En équipe de France, c’est un autre contexte, différent à chaque rencontre, je ne peux donc pas me prononcer. Il me semble qu’il a toujours répondu aux attentes de ses sélectionneurs.
Est-ce que vous diriez que Patrice Loko est un « buteur », même si ce n’est pas un avant-centre classique, selon la formule consacrée ?
C’est un attaquant moderne, à la fois buteur et passeur. Un joueur comme ça vaut, sur le papier, entre douze et quinze buts par an et sept ou huit passes décisives… Quand l’équipe tourne bien.
En prenant compte des paramètres sportifs et extra-sportifs, pensez-vous que Patrice Loko puisse réintégrer l’attaque de l’équipe de France ?
Il ne faut jamais dire jamais. Cela passe obligatoirement par une grande saison de Montpellier et beaucoup de buts de Pat’. Je lui souhaite et je nous le souhaite !
Vous avez déclaré récemment, en substance, que si Loko marquait 15 buts dans la saison, il y ait de grandes chances qu’il parte en fin de saison pour un club plus huppé… Maintenant que la saison est pleinement lancée, pensez-vous que Montpellier soit un tremplin pour lui, ou le sentez-vous suffisamment investit dans votre projet pour continuer l’aventure, par exemple en cas de qualification directe pour une coupe d’Europe ? …
Si un grand club est sur lui à la fin de la saison et qu’il part, ça voudra dire qu’il aura fait une bonne saison, et Montpellier-Hérault également.

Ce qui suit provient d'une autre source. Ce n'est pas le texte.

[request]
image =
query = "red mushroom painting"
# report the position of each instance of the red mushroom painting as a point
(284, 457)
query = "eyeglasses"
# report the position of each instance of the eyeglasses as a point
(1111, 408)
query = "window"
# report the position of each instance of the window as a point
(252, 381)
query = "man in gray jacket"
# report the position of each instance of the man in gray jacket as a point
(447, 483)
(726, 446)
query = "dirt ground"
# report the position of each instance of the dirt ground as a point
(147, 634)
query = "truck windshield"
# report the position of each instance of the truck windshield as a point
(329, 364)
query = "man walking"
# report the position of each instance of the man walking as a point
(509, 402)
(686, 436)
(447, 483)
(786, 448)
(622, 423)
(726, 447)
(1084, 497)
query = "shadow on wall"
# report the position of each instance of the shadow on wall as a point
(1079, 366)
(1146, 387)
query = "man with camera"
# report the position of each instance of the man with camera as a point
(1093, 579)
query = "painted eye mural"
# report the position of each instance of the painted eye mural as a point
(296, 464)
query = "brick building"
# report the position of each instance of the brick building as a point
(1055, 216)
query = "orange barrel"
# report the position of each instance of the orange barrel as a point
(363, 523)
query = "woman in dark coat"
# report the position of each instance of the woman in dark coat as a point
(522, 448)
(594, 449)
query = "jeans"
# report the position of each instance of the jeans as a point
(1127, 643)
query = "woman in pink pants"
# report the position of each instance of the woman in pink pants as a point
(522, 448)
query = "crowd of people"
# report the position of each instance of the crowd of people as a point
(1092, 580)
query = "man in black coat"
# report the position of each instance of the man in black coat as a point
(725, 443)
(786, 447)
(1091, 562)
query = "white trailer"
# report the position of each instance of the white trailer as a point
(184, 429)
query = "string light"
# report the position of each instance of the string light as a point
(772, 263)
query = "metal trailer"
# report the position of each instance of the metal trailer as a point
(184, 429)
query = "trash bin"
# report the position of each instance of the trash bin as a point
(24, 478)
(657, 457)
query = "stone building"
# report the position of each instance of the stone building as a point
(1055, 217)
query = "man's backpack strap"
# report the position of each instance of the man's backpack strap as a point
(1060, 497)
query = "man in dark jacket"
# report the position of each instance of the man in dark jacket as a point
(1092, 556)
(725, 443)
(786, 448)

J’en serais très heureux. S’il finit sa carrière chez nous, j’en serais également très heureux.
Quels sont les objectifs de Montpellier cette saison ? Ont-ils été revus à la hausse du fait du recrutement ?
On souhaitait être européen par le biais de l’Intertoto. On vient de recruter deux bons joueurs (Decroix et Gourvennec). Naturellement nos objectifs ont été revus à la hausse, que ce soit en championnat ou en coupe d’Europe.
Nicolas Ouédec ne marque plus autant qu’avant son départ pour l’étranger… Comment expliquez-vous ceci ? Pensez-vous que la présence de Patrice Loko puisse y changer quelque chose ?
Nicolas Ouedec n’a pas perdu ses qualités de buteur, mais il s’est retrouvé dans des contextes différents de Nantes. Il retrouve ses sensations avec l’arrivée de Patrice. Notre idée directrice du recrutement était assez sommaire : deux attaquants, Loko et Ouédec : vingt-cinq buts. Voilà. Maintenant on ne sait pas encore ce que cela donnera réellement et seul l’avenir nous le dira.